(INCOMPLETE BLOG POST)
Lodge describes weather in literature as:
- “…literary interest in the individual self, in states of feeling that affect and are affected by our perceptions of the external world” (Lodge, p 85). A character’s emotions may be displayed through the environment around them.
- “..weather affects our moods” (Lodge, p 85). Lodge mentions within the chapter discussing weather that an individual being moved by the weather is called: “..pathetic fallacy, projection of human emotion phenomena in the natural world.” p 85
- “But used with intelligence and discretion it is a rhetorical device capable of moving and powerful effects..” p 85.
- “…is a precise analogy for the heroine’s feelings.” p 86
Paradise of the Blind
Within Paradise of the Blind, Huong utilizes weather as an element in order to impact the main character in a certain manner. The environment around Hang is a staple companion throughout the book. Readers are able to understand how Hang feels in a situation by identifying the tone that nature projects within the story. Additionally, the pathetic fallacy plays as an important factor as the weather causes Hang to express a certain emotion.
At the beginning of the novel, the initial setting is described to have an “icy blue sky” and “not a speck of green” meaning it was winter or late fall. After reading the chapter, readers are able to infer that the purpose of describing the weather may be to explain the main character’s emotional condition. Hang has received a telegram to visit her Uncle and is reminded that her vacation was over. Death is portrayed as brown earth and trees in the book to represent the fact that her joy of vacation was coming to an end, and that the Uncle she dislikes has reappeared in her life.

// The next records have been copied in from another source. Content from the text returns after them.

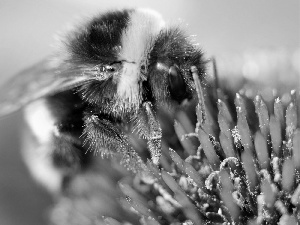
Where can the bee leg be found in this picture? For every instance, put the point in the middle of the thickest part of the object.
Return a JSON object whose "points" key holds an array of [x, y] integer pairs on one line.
{"points": [[105, 138], [101, 135], [154, 135]]}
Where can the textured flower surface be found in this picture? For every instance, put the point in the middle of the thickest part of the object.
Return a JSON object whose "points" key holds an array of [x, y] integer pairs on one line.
{"points": [[236, 160]]}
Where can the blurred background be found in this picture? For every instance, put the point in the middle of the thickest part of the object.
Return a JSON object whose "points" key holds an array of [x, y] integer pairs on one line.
{"points": [[230, 29]]}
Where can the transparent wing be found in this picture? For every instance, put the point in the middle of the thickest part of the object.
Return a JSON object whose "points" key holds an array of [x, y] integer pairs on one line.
{"points": [[40, 80]]}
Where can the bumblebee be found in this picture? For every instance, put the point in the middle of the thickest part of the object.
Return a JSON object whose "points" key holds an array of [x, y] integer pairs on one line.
{"points": [[95, 84]]}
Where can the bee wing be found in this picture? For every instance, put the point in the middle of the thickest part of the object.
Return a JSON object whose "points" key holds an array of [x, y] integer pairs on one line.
{"points": [[38, 81]]}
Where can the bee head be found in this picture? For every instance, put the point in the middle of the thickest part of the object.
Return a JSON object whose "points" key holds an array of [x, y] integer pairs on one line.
{"points": [[129, 57]]}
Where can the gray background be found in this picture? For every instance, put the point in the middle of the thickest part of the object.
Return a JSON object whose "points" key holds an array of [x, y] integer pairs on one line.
{"points": [[26, 35]]}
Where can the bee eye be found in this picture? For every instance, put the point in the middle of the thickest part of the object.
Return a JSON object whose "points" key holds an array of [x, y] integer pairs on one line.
{"points": [[110, 69]]}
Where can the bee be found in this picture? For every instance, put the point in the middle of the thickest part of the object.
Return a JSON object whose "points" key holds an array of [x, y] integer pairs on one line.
{"points": [[95, 84]]}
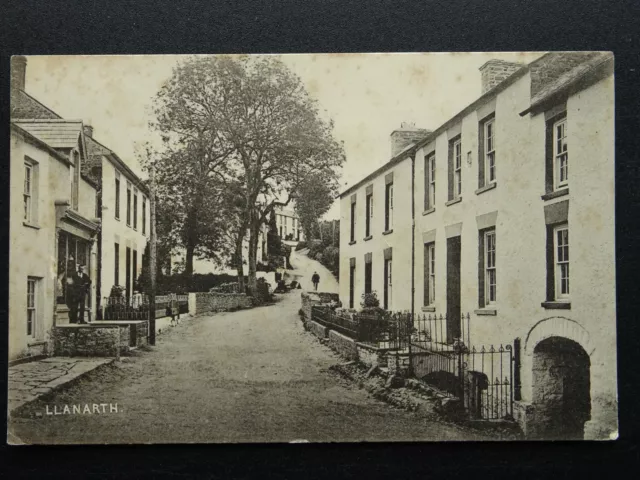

The instance of the pathetic fallacy can be seen as Hang experiences the cold weather in Russia. Before being harassed by a drunk elderly man, Hang’s friend comes by and helps her. Hang states that “snowflakes pierced the night with a thousand needlelike points” and “Like a tide held back too long, a wave of sadness, a feeling of humiliation and homesickness, washed over me.” After almost harassed, the snow acts as a tipping point to bring forth the bottled emotions Hang feels. The snow and the friend’s Uncle’s actions were a foreign sight to Hang, and it brings out her urge to go home and the shame she felt of the incident.